= Snorre Gundersen =

Norwegian politician (born 1947)

Snorre Gundersen (born 8 April 1947) is a Norwegian politician for the Conservative Party.

== Early life and education ==
He was born in Skogn. After finishing his secondary education in 1967, he graduated from teacher's college in 1972 and did undergraduate studies in biology in 1973. He was hired as a teacher, advancing to school inspector in Follafoss in 1976.

== Career ==
Gundersen was a member of the municipal council of Verran Municipality for two terms from 1979 to 1987, later Nord-Trøndelag county council from 1991 to 2003. He was elected as a deputy representative to the Parliament of Norway for Nord-Trøndelag in 1989. Since Wenche Frogn Sellæg was named to Syse's Cabinet, Gundersen took a regular seat in Parliament and was a member of the Standing Committee on Defence. Gundersen was also the leader of Nord-Trøndelag Conservative Party from 1985 to 2000, serving concurrently on the Conservative Party's central board.

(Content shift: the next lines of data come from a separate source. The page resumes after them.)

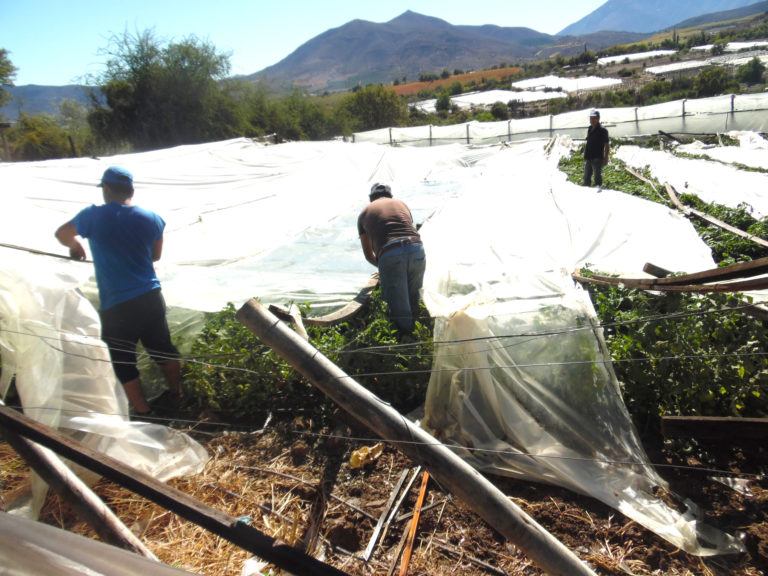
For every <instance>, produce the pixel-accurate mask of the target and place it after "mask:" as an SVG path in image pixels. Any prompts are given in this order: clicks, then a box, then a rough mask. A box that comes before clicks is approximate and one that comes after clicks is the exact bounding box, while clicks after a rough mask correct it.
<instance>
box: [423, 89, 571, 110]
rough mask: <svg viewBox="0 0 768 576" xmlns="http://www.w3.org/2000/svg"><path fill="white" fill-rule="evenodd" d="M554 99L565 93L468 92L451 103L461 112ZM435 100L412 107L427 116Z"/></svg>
mask: <svg viewBox="0 0 768 576" xmlns="http://www.w3.org/2000/svg"><path fill="white" fill-rule="evenodd" d="M555 98H568V94H567V93H566V92H561V91H555V92H543V91H527V90H526V91H521V92H515V91H513V90H487V91H485V92H470V93H467V94H461V95H459V96H452V97H451V103H452V104H454V105H456V106H458V107H459V108H460V109H461V110H469V109H472V108H490V107H491V106H493V105H494V104H495V103H496V102H502V103H504V104H506V103H507V102H510V101H512V102H541V101H544V100H553V99H555ZM436 105H437V100H436V99H434V98H433V99H431V100H422V101H420V102H414V103H413V104H412V106H413V107H414V108H418V109H419V110H421V111H422V112H425V113H427V114H430V113H434V112H435V111H436Z"/></svg>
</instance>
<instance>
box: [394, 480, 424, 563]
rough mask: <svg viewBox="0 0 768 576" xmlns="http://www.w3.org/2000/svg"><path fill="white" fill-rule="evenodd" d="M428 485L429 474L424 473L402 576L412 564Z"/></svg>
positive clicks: (415, 507) (419, 491)
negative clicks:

In 1991, Gundersen was hired as school director of Verran Municipality, advancing to assisting chief administrative officer in 1995. He was the chairman of the Norges Bygdeungdomslag from 1999 to 2003, and also chaired the board of the Norwegian Industrial and Regional Development Fund during the same period. From 2005 to 2007 he was the president of Nord-Trøndelag Red Cross, later becoming vice president of the Norwegian Red Cross in 2014.